Monday: The day began with my taxi ride. I argued with the driver over the price (as one does every time before they get into the taxi) and it was pretty animated, but I ended up getting the price I wanted. He had no idea where he was going so I had to show him every turn and correct him when he made a guess. I thought he was really annoyed with me but he turned around after one of my corrections and said, I love you. I just kind of ignored him, so he said it again. I said thank you. He then kept saying it, and saying something about marriage—I thought he was asking if I was married, so I kept responding, yes, I’m married. I’m not sure that’s what he was actually asking though, because after I responded he’d ask again…I always feel confused here but I think it helped me in this situation because it kind of stalled him from trying to make a relationship with me. I asked him to stop when I was pretty close to the school and I got out. He told me he loved me one last time and blew me a kiss. I ignored him and handed him the money, and walked in toward the school. He followed me slowly with his car. I didn’t want him to know where I was going, so I passed the school and went to a store. Sadly it was early enough that all the stores were closed, so I just made it look like I was looking for the hours. He waited. After I ignored him long enough he blew one last kiss and drove away. I don’t want to take taxis anymore.

On a more positive note, we started our dance/djembe workshops!!! I absolutely LOVE to just be able to lose my thoughts in the music and really give myself to art. We’re being taught by very famous people who are both very unique and hilarious in their own ways. For djembe we sat in a semi-circle and practiced “domba” and “lamba,” the first two rhythms, while our teacher and another man drummed, and a man who looked and acted frightfully similar to someone I know in the U.S. just sat and gave encouraging smiles and thumbs-ups.

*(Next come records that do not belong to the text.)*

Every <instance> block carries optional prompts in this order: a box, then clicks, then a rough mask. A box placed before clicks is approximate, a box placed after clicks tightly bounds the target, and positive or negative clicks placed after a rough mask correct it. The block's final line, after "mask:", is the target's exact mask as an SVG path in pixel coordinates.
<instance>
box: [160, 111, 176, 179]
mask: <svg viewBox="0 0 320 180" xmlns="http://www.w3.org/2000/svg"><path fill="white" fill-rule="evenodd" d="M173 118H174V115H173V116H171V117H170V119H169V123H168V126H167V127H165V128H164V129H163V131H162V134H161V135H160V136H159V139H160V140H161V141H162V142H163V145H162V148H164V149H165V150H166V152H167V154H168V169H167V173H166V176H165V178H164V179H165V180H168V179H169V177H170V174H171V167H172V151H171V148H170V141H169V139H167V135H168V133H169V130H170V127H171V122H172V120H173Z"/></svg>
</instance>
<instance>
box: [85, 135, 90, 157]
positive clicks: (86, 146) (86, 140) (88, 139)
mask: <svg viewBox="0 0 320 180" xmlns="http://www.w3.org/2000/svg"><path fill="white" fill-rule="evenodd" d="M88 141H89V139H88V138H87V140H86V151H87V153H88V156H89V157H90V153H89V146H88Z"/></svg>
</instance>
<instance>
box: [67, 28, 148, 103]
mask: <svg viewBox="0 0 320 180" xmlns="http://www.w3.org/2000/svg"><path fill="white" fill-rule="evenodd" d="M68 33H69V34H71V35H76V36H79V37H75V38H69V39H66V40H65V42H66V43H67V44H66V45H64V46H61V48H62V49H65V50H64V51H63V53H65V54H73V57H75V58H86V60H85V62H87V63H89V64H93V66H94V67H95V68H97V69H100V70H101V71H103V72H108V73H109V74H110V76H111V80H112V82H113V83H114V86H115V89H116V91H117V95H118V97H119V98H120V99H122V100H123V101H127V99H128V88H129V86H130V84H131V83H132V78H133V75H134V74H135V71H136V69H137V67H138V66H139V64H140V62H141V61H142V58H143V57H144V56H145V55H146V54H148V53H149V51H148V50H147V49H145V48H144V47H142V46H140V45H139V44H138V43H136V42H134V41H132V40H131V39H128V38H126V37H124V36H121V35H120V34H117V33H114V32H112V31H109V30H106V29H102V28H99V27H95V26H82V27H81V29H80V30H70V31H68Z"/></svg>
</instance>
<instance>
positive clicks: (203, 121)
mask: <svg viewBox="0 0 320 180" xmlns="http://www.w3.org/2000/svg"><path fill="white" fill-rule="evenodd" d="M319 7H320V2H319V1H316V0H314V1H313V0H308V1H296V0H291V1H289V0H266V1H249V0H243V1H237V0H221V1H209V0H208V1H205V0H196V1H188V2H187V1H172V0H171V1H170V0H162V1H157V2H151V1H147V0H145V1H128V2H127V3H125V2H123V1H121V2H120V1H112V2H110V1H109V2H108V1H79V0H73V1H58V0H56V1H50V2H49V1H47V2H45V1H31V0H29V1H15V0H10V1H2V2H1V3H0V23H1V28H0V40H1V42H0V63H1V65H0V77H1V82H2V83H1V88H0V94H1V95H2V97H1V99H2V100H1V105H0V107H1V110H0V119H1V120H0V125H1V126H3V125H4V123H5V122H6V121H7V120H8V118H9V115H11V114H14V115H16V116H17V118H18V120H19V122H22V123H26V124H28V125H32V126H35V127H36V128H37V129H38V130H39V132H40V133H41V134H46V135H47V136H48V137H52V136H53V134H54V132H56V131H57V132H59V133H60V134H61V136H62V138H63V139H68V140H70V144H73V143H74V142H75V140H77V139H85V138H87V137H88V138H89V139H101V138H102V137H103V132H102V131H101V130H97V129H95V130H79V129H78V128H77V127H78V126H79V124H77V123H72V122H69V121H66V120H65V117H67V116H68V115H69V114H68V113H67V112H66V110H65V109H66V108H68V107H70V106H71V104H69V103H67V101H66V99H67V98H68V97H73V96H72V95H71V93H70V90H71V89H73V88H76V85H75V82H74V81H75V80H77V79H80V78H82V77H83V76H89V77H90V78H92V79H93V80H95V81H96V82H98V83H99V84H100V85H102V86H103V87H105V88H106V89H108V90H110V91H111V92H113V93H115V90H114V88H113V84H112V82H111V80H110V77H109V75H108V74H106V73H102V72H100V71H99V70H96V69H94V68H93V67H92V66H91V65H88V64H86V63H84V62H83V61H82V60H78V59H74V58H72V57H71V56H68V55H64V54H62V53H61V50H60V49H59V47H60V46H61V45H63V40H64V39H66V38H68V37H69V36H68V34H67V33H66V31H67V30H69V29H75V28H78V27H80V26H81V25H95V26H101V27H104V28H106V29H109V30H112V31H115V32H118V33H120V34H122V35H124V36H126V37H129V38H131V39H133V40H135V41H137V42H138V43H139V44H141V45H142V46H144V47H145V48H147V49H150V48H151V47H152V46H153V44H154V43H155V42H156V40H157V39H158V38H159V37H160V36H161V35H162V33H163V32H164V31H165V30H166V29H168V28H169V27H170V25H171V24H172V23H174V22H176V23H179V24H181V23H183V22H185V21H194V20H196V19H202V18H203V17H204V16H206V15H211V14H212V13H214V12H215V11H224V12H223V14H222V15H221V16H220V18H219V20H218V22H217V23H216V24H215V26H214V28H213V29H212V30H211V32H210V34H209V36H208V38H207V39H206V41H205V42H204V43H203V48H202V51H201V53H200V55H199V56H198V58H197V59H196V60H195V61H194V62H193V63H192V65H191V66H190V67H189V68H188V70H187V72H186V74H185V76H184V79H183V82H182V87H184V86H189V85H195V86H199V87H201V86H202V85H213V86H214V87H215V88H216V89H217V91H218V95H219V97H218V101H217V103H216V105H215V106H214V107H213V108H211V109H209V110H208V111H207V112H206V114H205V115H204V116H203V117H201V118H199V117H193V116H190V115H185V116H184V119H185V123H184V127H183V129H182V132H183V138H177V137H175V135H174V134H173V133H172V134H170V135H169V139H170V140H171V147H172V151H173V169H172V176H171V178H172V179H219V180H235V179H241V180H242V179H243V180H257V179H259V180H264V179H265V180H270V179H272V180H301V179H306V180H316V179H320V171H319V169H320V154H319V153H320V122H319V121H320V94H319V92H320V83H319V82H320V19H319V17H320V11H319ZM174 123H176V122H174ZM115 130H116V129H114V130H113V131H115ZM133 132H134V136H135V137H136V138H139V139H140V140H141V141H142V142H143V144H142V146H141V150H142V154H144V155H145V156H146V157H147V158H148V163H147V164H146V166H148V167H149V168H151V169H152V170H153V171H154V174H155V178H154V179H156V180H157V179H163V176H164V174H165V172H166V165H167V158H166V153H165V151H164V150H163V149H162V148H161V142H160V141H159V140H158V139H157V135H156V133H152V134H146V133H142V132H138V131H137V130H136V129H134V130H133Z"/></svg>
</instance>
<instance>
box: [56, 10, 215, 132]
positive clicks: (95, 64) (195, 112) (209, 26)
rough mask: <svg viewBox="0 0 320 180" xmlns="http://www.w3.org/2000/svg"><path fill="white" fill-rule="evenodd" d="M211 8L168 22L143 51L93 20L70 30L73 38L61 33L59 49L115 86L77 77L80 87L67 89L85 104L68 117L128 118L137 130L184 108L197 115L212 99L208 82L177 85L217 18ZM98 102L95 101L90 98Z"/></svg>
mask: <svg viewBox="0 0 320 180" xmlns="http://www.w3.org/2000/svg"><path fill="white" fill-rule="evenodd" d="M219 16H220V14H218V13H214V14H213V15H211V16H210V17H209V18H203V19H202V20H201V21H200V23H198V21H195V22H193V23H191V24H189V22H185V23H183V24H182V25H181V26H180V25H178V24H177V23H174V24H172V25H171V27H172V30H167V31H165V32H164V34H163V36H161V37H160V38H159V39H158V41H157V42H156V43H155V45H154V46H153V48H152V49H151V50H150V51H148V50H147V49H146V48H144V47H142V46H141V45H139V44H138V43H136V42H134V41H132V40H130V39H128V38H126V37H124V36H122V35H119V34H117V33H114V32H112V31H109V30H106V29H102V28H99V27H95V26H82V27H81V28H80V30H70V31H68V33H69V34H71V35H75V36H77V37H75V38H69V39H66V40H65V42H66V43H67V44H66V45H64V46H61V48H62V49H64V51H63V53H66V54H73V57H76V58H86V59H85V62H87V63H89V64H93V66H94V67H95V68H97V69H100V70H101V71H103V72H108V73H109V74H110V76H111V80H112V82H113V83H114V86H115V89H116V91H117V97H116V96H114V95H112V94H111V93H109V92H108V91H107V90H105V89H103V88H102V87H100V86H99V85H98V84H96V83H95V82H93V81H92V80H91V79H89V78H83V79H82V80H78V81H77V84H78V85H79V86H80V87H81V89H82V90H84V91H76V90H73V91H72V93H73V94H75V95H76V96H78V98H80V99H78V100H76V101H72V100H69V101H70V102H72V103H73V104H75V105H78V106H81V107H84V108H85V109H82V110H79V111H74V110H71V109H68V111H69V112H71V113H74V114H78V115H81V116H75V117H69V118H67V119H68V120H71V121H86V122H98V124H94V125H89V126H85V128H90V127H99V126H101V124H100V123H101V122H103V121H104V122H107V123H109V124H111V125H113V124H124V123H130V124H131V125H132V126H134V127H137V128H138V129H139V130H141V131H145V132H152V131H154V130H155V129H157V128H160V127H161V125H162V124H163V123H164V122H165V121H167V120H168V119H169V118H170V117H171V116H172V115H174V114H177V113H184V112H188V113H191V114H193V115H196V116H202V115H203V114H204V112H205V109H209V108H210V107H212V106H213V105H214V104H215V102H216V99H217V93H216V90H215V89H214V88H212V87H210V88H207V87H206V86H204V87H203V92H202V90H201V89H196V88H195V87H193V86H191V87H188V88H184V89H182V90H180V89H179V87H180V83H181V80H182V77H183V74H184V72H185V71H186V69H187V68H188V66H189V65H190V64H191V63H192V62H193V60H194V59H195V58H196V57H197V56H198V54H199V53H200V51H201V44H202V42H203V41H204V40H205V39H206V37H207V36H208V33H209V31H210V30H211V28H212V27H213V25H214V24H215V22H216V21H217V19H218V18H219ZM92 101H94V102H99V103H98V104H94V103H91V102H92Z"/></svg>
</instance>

I really enjoy playing and was encouraged when our teacher pointed me out to say I was doing things right! Dance took place in a small, very warm room with similarly hilarious/awkward drummers and our teacher, Touti, who is very intense and…I’m not sure of words to describe her. Hopefully update on that later.

 

Tuesday: I took the car rapide to school (actually I lied, it was the njagga njaay). For lunch I finally went to this place that might be called “Restaurant” or “Plat du jour” or it might not have a name. But it’s just this one table in a little hut (it seats about 12 people) and a very excited friendly man who cooks the food. He serves a different dish every day, it’s all you can eat for under $2. Today we had my FAVORITE Senegalese meal: Yaasa Poulet. We ate of big trays shared between 3 people each, it was wonderful and cheap and a really neat experience. We had our workshops again, my knuckles are bruised from djembe and my quads are sore from dance, but it’s a good, accomplished kind of pain. Afterwards I worked with my group to finish our presentation on Senegalese fabrics, which we will present Wednesday morning.

And now it is Tuesday night. I just saw the weather on TV and I have to say it was very, very weird to picture myself on that map instead of the usual map of New England.